Köyümüzde Abzax’ler çoğunlukta olmak kaydıyla Şapsığ, Hatukay’lardan oluşan yaklaşık doksan hanelik bir köy olarak oluşturuldu. Bu köyde üçüncü nesil olarak Mayıs ayının tam birinde 960 yılında doğmuşum. 1969 yılında evimize giren ilk radyodan istasyonu karıştırırken frekansını yakaladığımız Maykop radyosundan Çerkesçe piyesi ilk duyduğumda yaşadığım şaşkınlığımı hiç unutamam. Net ve anlaşılabilir bir lehçe ile Şapsığ ve Abzax lehçesi karışımı ile vurgulu bir şekilde mükemmel konuşuyordu. Arada bir radyo frekansına karışan yabancı dillerin karmaşası içerisinde bu radyo istasyonunu dinlemek artık vazgeçilmezimiz olmuştu.
Büyüklerimiz yüzeysel olarak nereden geldiğimiz hakkında bilgiler aktarsa da dilimiz örf ve adetlerimiz açısından çevremizde yerleşik halk tarafından ayrıcalıklı olarak kimi zaman eleştirel, kimi zaman beğeni ile karşılanıyorduk. Net olarak aidiyetimiz hakkında bir bilgi sahibi olamasak da kendi köyümüzde konuştuğumuz dilimiz ve uygulanan gelenekler açısından içe kapalı bir köy yaşantısı içerisinde geçti çocukluğum.

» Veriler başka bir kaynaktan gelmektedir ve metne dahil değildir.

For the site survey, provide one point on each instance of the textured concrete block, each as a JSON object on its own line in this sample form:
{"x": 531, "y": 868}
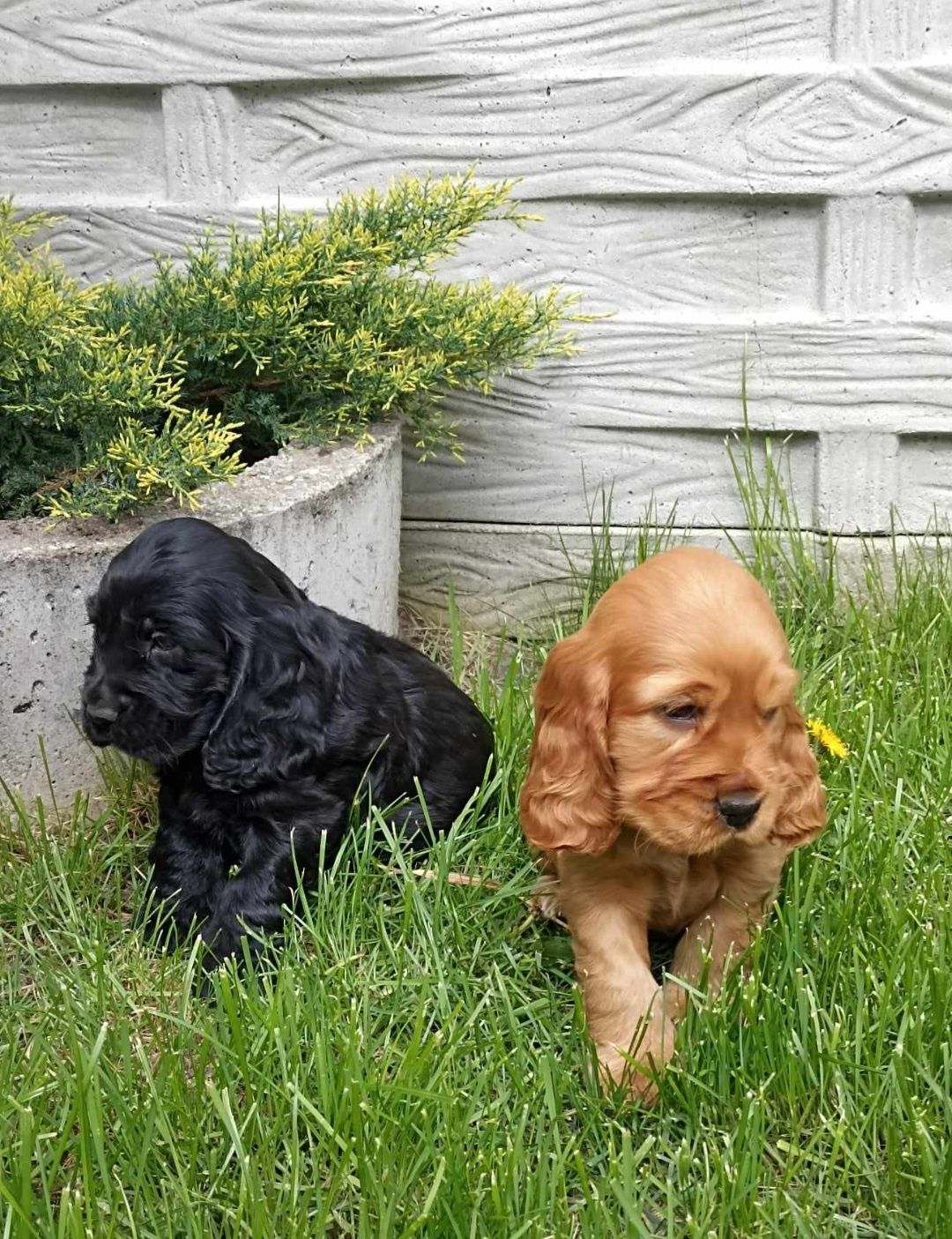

Bazen bağlı olduğumuz küçük bir Anadolu kasabası olan ilçede diğer köylerden gelen bizim soydaşlarımızın Çerkesçe konuşmalarına tanık olduğumuz zaman başka köylerinde olduğunu anlıyorduk. Bunların kimisi Kabardey diyalektiyle, kimi Çeçence, kimi Lezgi diliyle konuşuyordu.
……
Sana bir şey söyleyeceğim
Ne zaman bir sürgün görsem
İçime damlar gözyaşı
Terk edilmişliğin acısını yaşarım…
Geçmişime koşarım bazen
Hiç görmediğim Dedemin
Hiç tanımadığım Ninemin
Anlatamadığı masalları hayal ederim…
Rüzgârın getirdiği mızıka nağmelerine
Bazen eşlik ederim çılgınca
Dans ederek,
Bütün dillerde ağlarım dünyaya…
Kendi dilimizle acı çekmeyi
Paylaştık sevincimizi, acımızı kardeşçe
Yıkadık yağmurlarıyla hayallerimizi…
Masal sesleri kaldı kulaklarında
Anlatırken içine akan ağıtları
Yuvarlanan gözyaşları eşliğinde
Şikâyet ederdi ay ile yıldızlara
Bizi vatanımızdan eden aymazları…
Gün oldu rüyalar gördük kendi dilimizle
Bilen kalmadı anlatamadık
Kabuk bağlayan yaralarımızı…
Sızladıkça acıyla gülümsedik
Sakladık hep gizli gizli içimizde…
Temel eğitimimiz Türkçe, ortak dil olarak kullanılıyordu resmiyette. Kendi dilimizi kullanıp konuşmamamız hakkında çeşitli baskılar olsa da kendi evlerimizde hep Çerkesçe konuştuk. Sevincimizi, üzüntümüzü hep Çerkesçe paylaştık. Kendi dilimizle ağlayıp, kendi dilimizle sevindik.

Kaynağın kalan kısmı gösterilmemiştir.